The Nigerian government, led by President Olusegun Obasanjo, has failed to improve security in the region or yield to demands of further economic development and social benefits. Obasanjo dispatched the military to restrain militia groups, but relies on local governments renowned for their corruption to negotiate for the release of the hostages.
In March 2007, Obasanjo blamed the group for the delta’s continuing violence, instability and underdevelopment and said that he expected the region’s leaders — not the central government — to curb militant attacks.
In the past, the Nigerian government used the military to restrain similar militias but MEND has proved better organized and better equipped than previous groups.

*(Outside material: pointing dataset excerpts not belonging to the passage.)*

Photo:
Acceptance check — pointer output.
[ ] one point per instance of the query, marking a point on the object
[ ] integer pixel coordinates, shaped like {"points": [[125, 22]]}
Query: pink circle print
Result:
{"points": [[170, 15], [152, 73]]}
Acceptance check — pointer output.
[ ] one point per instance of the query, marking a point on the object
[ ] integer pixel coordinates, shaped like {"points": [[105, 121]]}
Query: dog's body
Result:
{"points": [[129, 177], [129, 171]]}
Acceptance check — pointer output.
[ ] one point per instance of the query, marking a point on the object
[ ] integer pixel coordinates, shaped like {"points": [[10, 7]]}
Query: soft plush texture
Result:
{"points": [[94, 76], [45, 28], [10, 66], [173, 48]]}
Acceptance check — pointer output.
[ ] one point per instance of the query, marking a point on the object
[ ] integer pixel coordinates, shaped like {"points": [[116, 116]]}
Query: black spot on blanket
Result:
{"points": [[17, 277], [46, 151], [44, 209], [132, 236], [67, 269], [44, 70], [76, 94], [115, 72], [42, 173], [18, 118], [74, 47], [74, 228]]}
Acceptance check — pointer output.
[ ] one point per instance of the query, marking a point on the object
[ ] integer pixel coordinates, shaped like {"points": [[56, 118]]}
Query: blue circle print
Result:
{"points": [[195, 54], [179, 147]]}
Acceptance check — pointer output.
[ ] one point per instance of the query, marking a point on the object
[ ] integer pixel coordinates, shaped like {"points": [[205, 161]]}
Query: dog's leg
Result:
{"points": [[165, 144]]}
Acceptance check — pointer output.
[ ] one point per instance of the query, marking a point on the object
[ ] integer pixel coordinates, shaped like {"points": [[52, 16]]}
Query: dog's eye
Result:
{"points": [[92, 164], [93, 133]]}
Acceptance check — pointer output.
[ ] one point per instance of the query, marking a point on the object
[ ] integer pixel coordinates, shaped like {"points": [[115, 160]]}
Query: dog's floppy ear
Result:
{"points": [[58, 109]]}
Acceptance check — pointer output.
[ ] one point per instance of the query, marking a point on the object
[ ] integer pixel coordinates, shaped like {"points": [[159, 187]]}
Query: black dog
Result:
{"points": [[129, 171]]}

Observers predict that MEND bought its weapons through ransom demands but mostly using profits from stealing oil — called bunkering — and can easily match the Nigerian military in terms of fire power. In a rare visit with MEND, journalist Sebastian Junger gained access to the group for a Vanity Fair profile and reported that instead of the old AK-47s commonly used in Africa, MEND was equipped with expensive machine guns from the Czech Republic.
As followers of Egbesu, the Ijaw god of war, MEND fighters paint their bodies with symbols, wear amulets to protect them from bullets and believe they can drink battery acid without harm.
“They were a collection of walking nightmares, everything that is terrifying to the human psych, and when confronted with them, Nigerian soldiers have been known to just drop their weapons and run,” wrote Junger in Vanity Fair.
Former U.S. Ambassador to Nigeria Walter Carrington said Nigeria’s future depends on whether the government adequately addresses the grievances held by militia groups like MEND.
“What I am hoping is that there will be more attention paid to the demands of the people in the Niger delta region, otherwise I’m afraid that what we are going to see is problems that we’re seeing elsewhere, that we see in places like Chechnya and Colombia and other places where militant groups are able to get hold of arms and are able to radicalize the situation in an area where you do not have the kind of military possibilities for the government to be able to put this down,” Carrington said in a Feb. 24, 2006, NewsHour report.